Hal itulah yang sedang di bahas Datuk Majid dan Datuk Laksamana. "Selama penjualan lancar, saya tidak terlalu peduli dengan pajak yang rencananya akan dinaikkan Sultan tak berpengaruh itu!"
"Datuk Majid tak takutkah akan ada mata-mata yang akan menyampaikan ke istana?"
"Buat apa saya takut Datuk! Jikalau Sultan berkehendak menjatuhkan saya, tak apa. Biar Sultan itu tahu rasanya kekurangan pasokan makanan untuk para prajurit! Betulkan?" Datuk Majid memperhatikan Nahkoda Hamid dan Datuk Laksamana bergantian.
Nahkoda Hamid mengangguk. "Betul Datuk."
Sementara Datuk Laksamana diam saja melihat betapa beraninya Datuk Majid.
"Saya tak sabar menunggunya dewasa!" Datuk Majid memperhatikan Cil yang sedang makan kue bersama Tan. "Rupanya sangat mirip almarhum Sultan."
"Ya, benar sekali." Sahut Datuk Laksamana.
Kedatangan Datuk Laksamana dengan membawa cucunya itu tentu saja bukan kunjungan biasa. Datuk Laksamana adalah bangsawan besar dan sangat berpengaruh. Pengaruhnya bahkan lebih kuat dari Sultan yang sekarang menjabat.

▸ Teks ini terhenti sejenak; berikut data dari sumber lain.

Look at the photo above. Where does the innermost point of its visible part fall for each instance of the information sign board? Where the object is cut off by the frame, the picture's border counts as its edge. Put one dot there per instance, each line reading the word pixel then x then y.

Datuk Laksamana hanya diam selama ini pada Sultan yang berkuasa karena terikat sumpah setia pada kerajaan. Tapi jika cucunya dewasa dan menginginkan kembali tahta miliknya, tidak ada pilihan lain selain mendukungnya. Karena cucunya adalah pewaris sah.
"Kapan kita jalan-jalannya pak cik?" rengek Cil saat Tan menyuapi makanan tetapi Cil menolak karena ingin jalan-jalan secepatnya.
Datuk Majid tertawa melihat betapa manjanya Cil. "Bahkan sifat manja masa kanak-kanaknya mirip betul. Sabar ya, sebentar lagi kita pergi ke kebun teh Atuk. Di sana ada kastil peristirahatan dan ada sumber air panas juga. Tuan pasti suka. Sekarang makan dulu, ya?"
"Baik atuk." Cil menurut dengan mudahnya setelah mendengar adanya sumber air panas. Karena Cil sangat suka mandi air panas. Selain itu Cil juga penasaran dengan perkebunan teh yang dikatakan Datuk Majid.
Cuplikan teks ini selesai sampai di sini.